Showing posts with label family values. Show all posts
Showing posts with label family values. Show all posts

Saturday, December 28, 2013

Scattered Thoughts on "Family Values"

Family Values, a term of which I was not aware in Britain, it's one of those weird fuzzy American expressions that make certain types of people feel good about themselves, but when analysed ends up meaning practically nothing - or if found to mean something, meaning it ironically.
Wikipedia defines Family Values thus:
Family values are political and social beliefs that regard the nuclear family as the essential unit of society. Familialism is the ideology that promotes the family and its values as an institution.

Although the phrase family values is vague and has shifting meanings, it is most often associated[by whom?] with social and religious conservatives.[citation needed] In the late 20th and early 21st centuries, the term has been frequently used in political debates claiming that the world has seen a decline in family values since the end of the Second World War.
So, what are family values in laymen's terms rather than in Wiki-speak, politicians' or self-satisfied comfortably off Americans' terms? I doubt there could be any cover-all definition, other than a useless blanket textbook requirement: that family members should love and support one another. That's nice. Do they? Sometimes. Sometimes not.

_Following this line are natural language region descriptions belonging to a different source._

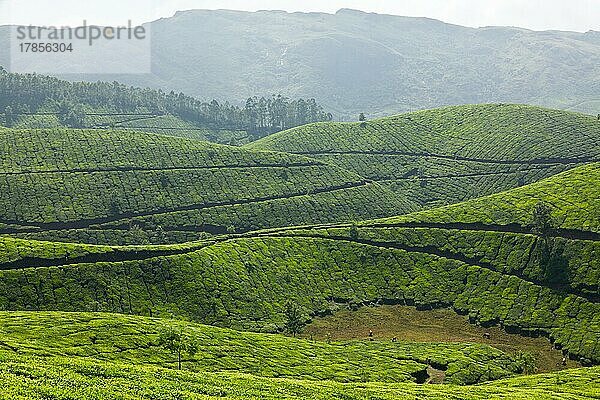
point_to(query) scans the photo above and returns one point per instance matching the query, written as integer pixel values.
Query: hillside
(135, 340)
(495, 274)
(354, 62)
(448, 155)
(64, 378)
(122, 187)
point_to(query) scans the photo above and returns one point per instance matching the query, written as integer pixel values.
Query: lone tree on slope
(293, 318)
(178, 342)
(542, 223)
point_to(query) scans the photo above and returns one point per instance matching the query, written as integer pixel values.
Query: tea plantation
(119, 187)
(448, 155)
(109, 237)
(493, 275)
(136, 340)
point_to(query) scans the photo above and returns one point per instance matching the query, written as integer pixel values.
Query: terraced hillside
(497, 273)
(170, 125)
(133, 339)
(121, 187)
(449, 155)
(64, 378)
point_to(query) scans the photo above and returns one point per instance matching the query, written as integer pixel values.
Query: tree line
(32, 93)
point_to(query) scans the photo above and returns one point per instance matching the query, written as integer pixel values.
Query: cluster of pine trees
(31, 93)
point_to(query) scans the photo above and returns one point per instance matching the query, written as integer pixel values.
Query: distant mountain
(355, 62)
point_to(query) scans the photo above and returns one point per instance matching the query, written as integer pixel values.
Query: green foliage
(135, 340)
(542, 223)
(66, 378)
(572, 196)
(178, 342)
(36, 101)
(449, 155)
(142, 188)
(294, 321)
(526, 361)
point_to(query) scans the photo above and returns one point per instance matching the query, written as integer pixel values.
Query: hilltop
(448, 155)
(30, 101)
(122, 187)
(353, 61)
(492, 272)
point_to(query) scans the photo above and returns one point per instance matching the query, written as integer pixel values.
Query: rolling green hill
(354, 61)
(122, 187)
(31, 101)
(495, 273)
(135, 340)
(448, 155)
(66, 378)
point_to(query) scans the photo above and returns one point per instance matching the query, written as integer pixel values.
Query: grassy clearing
(408, 324)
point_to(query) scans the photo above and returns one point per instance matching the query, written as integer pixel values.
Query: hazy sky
(576, 15)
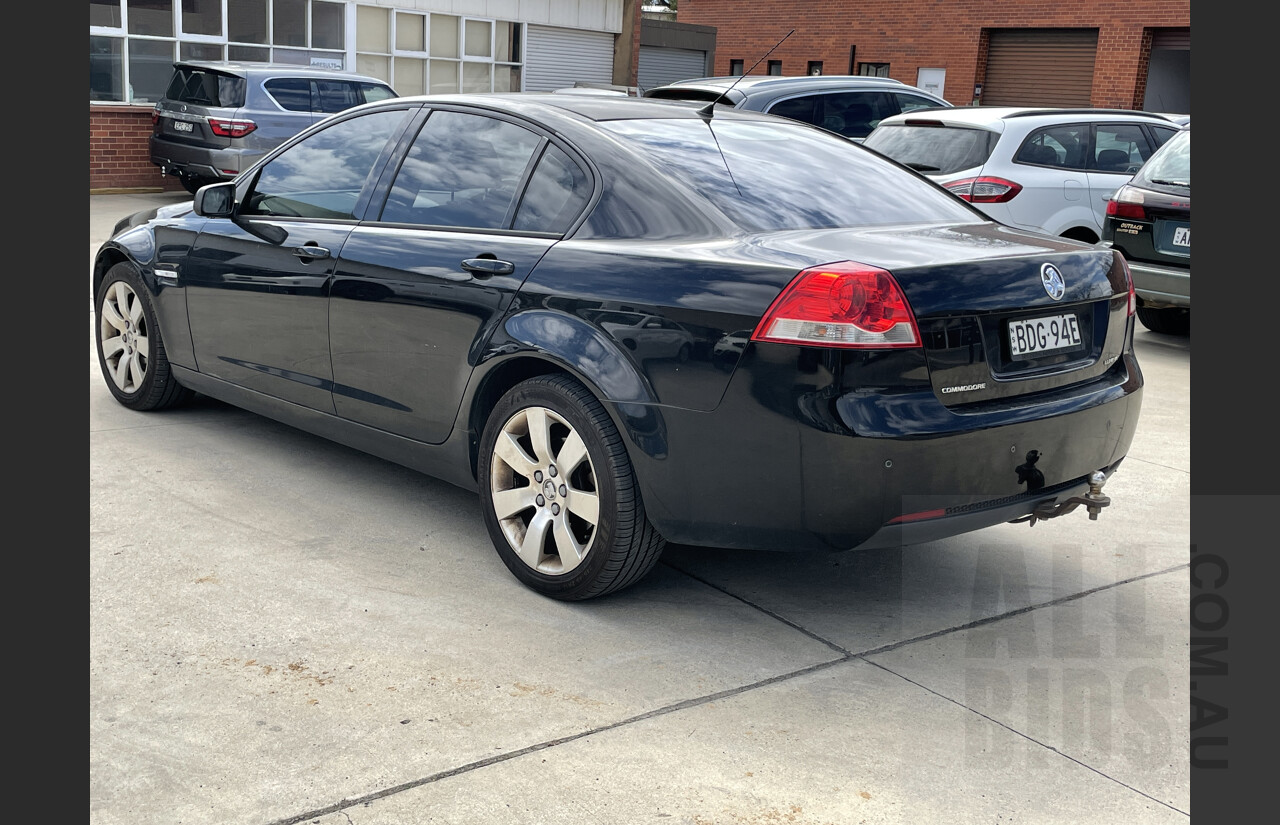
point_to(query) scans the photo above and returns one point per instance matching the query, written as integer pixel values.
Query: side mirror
(215, 200)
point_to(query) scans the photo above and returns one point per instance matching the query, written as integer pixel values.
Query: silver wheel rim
(122, 330)
(544, 491)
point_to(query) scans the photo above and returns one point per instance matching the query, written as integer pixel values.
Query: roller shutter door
(1042, 67)
(556, 58)
(659, 65)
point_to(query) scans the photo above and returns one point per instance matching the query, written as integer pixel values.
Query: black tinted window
(291, 92)
(556, 195)
(323, 175)
(206, 88)
(462, 170)
(780, 175)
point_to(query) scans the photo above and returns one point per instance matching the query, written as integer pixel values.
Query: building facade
(1125, 55)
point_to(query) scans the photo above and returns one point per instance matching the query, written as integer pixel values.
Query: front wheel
(129, 348)
(560, 495)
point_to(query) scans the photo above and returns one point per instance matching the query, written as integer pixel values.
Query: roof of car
(991, 115)
(245, 68)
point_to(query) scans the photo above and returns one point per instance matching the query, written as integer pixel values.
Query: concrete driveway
(287, 631)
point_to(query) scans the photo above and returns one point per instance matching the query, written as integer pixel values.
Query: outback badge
(1054, 282)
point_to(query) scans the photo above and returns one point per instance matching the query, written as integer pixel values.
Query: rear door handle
(488, 267)
(310, 252)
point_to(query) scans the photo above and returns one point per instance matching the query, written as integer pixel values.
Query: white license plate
(1036, 335)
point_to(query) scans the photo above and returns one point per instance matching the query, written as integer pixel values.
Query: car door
(257, 285)
(1118, 151)
(419, 289)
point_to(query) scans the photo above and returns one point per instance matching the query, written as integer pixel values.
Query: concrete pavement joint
(1029, 738)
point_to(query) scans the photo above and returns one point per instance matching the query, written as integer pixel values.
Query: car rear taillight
(840, 305)
(984, 189)
(1127, 202)
(231, 128)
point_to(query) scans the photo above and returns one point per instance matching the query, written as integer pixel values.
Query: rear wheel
(1168, 320)
(129, 348)
(560, 495)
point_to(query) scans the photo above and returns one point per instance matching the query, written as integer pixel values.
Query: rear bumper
(220, 164)
(777, 470)
(1162, 285)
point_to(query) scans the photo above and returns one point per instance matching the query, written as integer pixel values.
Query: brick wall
(118, 154)
(910, 35)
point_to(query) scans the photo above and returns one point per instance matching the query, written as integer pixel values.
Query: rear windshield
(206, 88)
(777, 175)
(1171, 166)
(933, 149)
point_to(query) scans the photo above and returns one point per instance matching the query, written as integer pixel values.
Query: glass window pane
(479, 39)
(444, 36)
(506, 78)
(104, 13)
(507, 39)
(327, 26)
(373, 30)
(200, 51)
(323, 175)
(150, 69)
(374, 65)
(556, 195)
(202, 17)
(444, 77)
(289, 23)
(410, 32)
(105, 68)
(476, 77)
(248, 53)
(410, 76)
(246, 22)
(461, 172)
(151, 17)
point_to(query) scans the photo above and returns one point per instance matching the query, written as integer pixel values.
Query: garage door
(1040, 67)
(659, 65)
(557, 58)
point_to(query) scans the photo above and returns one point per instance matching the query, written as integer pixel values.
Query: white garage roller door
(659, 65)
(557, 58)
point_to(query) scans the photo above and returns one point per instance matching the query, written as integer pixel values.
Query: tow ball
(1093, 502)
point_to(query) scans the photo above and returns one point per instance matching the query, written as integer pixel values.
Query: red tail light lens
(1127, 202)
(841, 305)
(984, 189)
(231, 128)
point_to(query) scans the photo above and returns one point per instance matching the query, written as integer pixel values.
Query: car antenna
(708, 110)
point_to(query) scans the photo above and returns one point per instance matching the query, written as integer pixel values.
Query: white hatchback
(1033, 168)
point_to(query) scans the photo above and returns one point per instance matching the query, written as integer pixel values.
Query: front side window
(462, 170)
(324, 174)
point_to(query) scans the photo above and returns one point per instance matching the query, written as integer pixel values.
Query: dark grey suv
(216, 119)
(845, 104)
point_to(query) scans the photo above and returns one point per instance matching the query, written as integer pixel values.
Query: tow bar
(1093, 502)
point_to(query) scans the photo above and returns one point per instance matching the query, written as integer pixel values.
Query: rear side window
(933, 149)
(206, 88)
(293, 94)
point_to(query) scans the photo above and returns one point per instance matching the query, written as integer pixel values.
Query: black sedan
(1150, 221)
(858, 358)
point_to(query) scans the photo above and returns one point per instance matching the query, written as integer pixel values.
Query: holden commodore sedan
(435, 280)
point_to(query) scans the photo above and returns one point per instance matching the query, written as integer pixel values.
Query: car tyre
(560, 494)
(129, 348)
(1168, 320)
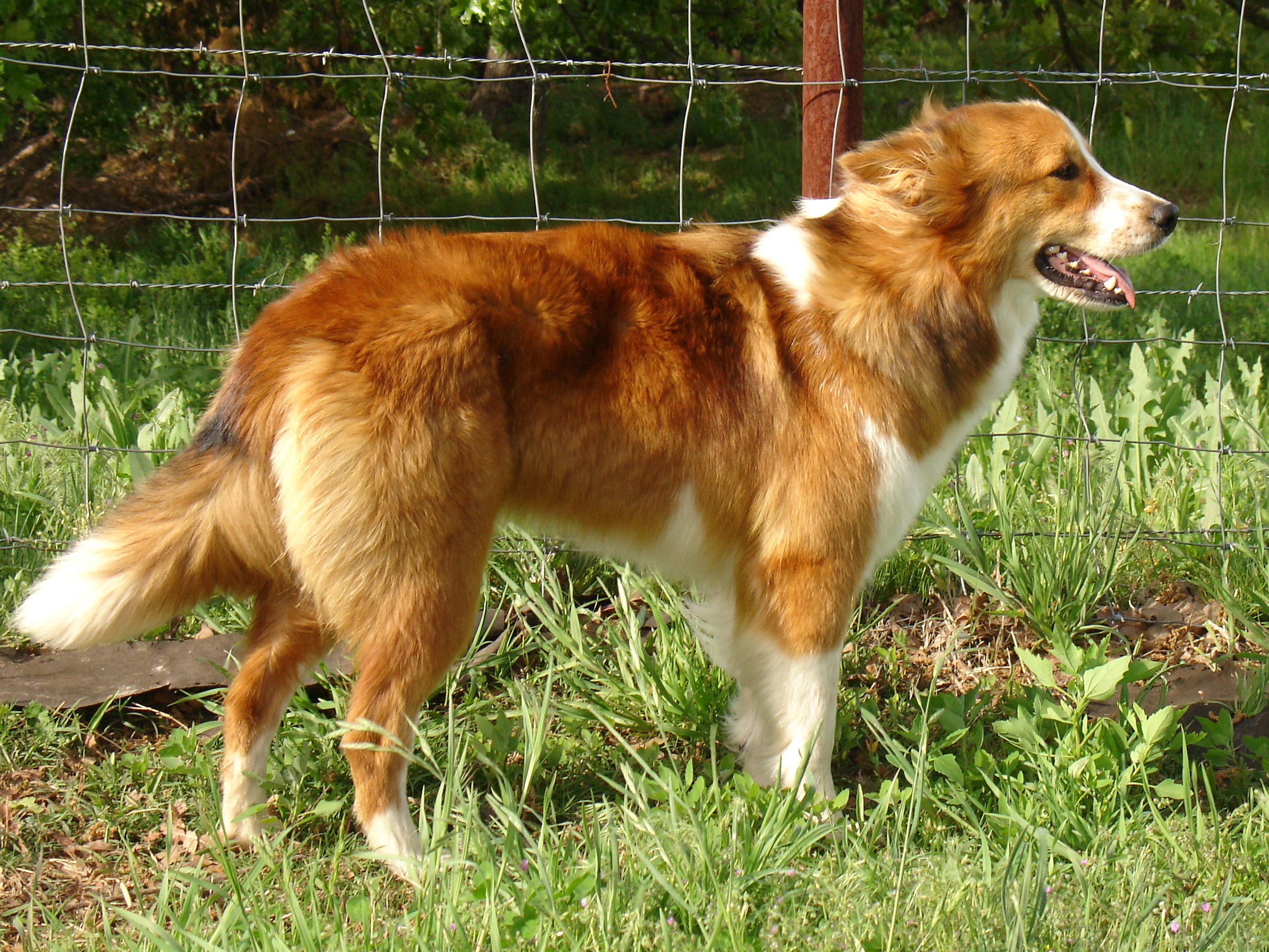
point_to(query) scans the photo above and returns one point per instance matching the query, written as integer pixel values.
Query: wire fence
(246, 68)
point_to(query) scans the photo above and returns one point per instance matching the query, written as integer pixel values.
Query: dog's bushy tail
(197, 526)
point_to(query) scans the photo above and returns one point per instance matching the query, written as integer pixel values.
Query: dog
(759, 412)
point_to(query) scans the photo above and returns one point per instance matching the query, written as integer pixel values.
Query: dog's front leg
(784, 712)
(786, 655)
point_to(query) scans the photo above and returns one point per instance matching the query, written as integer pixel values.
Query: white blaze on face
(1120, 224)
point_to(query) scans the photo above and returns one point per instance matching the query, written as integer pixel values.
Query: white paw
(391, 835)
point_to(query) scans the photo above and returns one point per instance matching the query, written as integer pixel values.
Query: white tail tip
(86, 598)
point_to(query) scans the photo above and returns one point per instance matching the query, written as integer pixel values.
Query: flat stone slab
(93, 676)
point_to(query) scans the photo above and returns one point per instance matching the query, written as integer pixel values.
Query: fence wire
(259, 66)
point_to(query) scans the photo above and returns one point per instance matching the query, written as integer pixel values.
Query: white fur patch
(679, 551)
(394, 837)
(1120, 224)
(786, 708)
(86, 598)
(904, 480)
(240, 792)
(818, 207)
(783, 249)
(784, 712)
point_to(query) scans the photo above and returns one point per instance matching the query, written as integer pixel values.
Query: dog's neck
(875, 308)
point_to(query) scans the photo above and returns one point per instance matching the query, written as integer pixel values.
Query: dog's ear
(902, 164)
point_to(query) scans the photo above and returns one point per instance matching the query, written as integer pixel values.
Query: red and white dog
(760, 412)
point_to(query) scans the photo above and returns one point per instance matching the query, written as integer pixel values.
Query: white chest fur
(905, 480)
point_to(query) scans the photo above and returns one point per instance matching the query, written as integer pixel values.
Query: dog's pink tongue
(1104, 269)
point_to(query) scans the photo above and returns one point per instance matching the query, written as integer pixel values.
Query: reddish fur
(421, 385)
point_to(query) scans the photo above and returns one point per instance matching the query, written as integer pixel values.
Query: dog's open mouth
(1094, 278)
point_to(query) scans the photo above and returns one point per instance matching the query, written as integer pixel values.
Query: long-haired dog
(762, 412)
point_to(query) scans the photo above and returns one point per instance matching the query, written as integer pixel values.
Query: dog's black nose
(1164, 217)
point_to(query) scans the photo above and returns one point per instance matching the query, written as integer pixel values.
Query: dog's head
(1014, 192)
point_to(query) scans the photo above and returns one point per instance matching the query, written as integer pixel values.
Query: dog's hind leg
(284, 643)
(412, 645)
(387, 500)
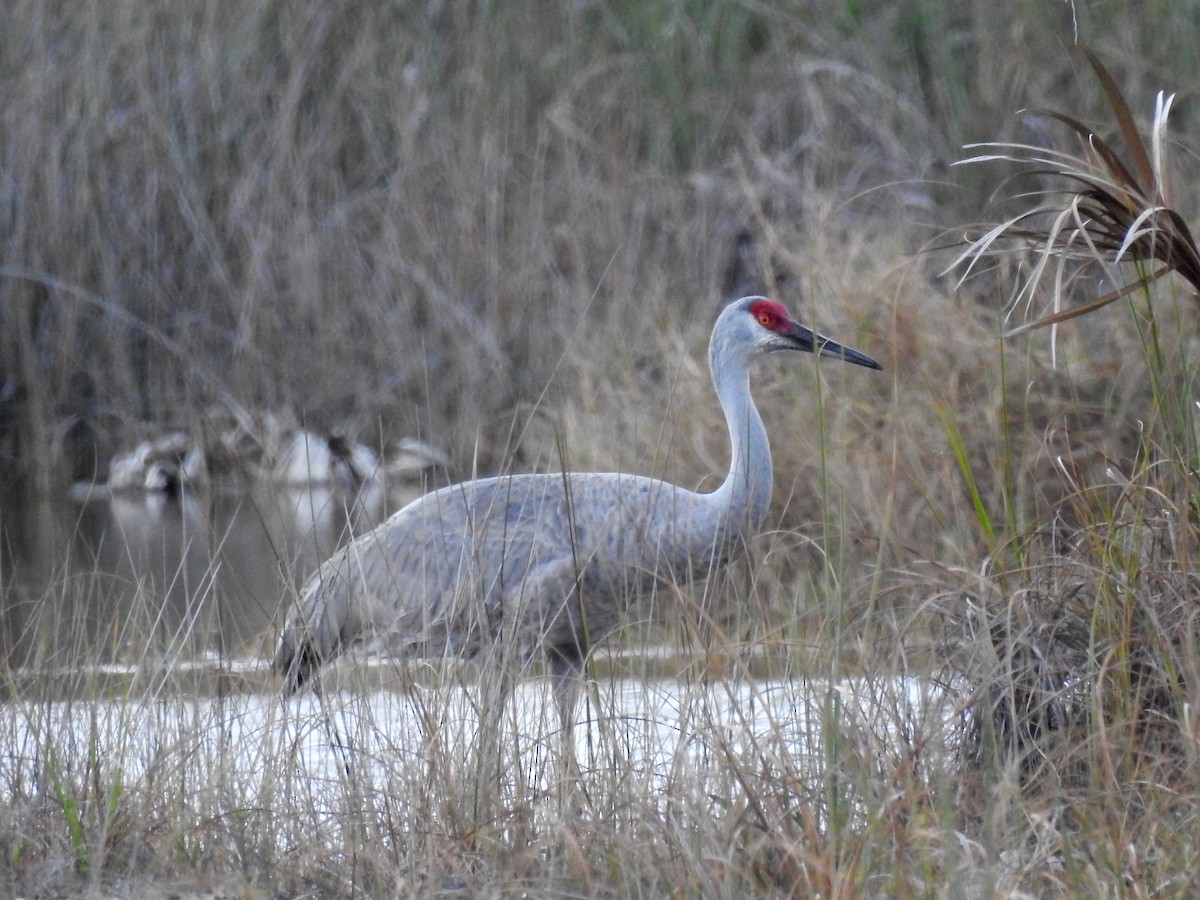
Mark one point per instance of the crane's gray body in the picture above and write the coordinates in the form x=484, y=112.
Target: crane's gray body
x=521, y=565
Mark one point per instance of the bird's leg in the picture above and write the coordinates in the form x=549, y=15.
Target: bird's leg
x=497, y=679
x=567, y=679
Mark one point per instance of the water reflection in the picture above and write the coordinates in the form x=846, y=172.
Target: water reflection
x=133, y=576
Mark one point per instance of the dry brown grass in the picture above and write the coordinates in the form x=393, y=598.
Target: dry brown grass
x=507, y=231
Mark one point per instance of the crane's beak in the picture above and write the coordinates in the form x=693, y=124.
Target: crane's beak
x=809, y=341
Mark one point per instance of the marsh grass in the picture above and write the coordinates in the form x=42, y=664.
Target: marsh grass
x=505, y=232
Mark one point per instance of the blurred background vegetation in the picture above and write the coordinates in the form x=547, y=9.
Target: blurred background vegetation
x=499, y=226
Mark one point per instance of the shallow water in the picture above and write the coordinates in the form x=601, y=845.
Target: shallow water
x=655, y=733
x=119, y=577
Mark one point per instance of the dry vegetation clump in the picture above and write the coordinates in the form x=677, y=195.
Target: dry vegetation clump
x=1075, y=648
x=505, y=231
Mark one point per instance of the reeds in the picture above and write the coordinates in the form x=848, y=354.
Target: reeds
x=505, y=231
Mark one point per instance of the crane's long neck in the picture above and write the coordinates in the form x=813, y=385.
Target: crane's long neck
x=741, y=502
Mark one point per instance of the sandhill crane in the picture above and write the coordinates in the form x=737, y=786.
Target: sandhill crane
x=545, y=565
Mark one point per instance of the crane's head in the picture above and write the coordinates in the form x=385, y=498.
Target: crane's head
x=767, y=327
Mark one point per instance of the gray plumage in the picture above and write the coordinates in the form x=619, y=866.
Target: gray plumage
x=519, y=567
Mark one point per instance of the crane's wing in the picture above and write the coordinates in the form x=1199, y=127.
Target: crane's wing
x=505, y=561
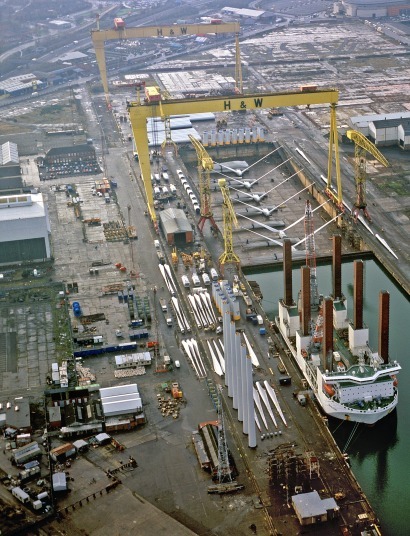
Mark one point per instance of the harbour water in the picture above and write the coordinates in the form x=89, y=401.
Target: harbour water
x=379, y=456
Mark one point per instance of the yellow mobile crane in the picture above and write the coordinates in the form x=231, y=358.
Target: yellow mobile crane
x=205, y=165
x=230, y=221
x=139, y=112
x=120, y=31
x=362, y=146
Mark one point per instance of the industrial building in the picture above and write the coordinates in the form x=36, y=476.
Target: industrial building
x=74, y=413
x=391, y=132
x=175, y=227
x=310, y=509
x=10, y=170
x=72, y=160
x=373, y=8
x=384, y=129
x=24, y=229
x=122, y=407
x=243, y=13
x=15, y=414
x=20, y=85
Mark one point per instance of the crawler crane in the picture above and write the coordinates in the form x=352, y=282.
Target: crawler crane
x=362, y=146
x=205, y=165
x=230, y=221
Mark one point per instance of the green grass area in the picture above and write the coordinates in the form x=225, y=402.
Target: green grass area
x=397, y=186
x=11, y=128
x=62, y=113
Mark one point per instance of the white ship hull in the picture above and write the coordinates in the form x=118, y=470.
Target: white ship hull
x=371, y=413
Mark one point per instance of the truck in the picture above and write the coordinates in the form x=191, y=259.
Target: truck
x=119, y=23
x=20, y=495
x=301, y=398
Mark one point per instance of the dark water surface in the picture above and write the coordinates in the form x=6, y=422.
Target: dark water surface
x=379, y=456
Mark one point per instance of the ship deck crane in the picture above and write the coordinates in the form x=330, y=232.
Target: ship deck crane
x=362, y=146
x=121, y=31
x=139, y=112
x=230, y=221
x=311, y=255
x=205, y=166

Sometimes members of families hate one another, or certain family members hate/despise one another, or envy each other or undermine each other.

Families are composed of a set of individuals with shared genes, who could possibly blend well, but also have a good chance of inheriting natures which contrast and clash, have vastly different personal opinions on what elements are of prime value in life.

In the best scenario family members do love one another in spite of personal differences of opinion. That's a good "family value", but not universal by any means. If and when it does occur, do those family members practice the same tolerance outside, in the wider world? That is the key question, in my view.

Just this week, coincidentally, I've been reading about a couple of current movies highlighting familial awkwardness or outright dysfunctionality: "Nebraska" and "August, Osage County". These movies seem to be portraying a mirror image of some of those beloved sugary American TV series of the past based around "the family": The Waltons, Little House on the Prairie etc.

Times change, do "values" fade or evolve?

Human values, encompassing the entire human family, are what are sorely needed now, not a set of values narrowly focused on isolated, and rather self-centered, "family" values.

As to the family, I have never understood how that fits in with the other ideals--or indeed, why it should be an ideal at all. A group of closely related persons living under one roof; it is a convenience, often a necessity, sometimes a pleasure, sometimes the reverse; but who first exalted it as admirable, an almost religious ideal?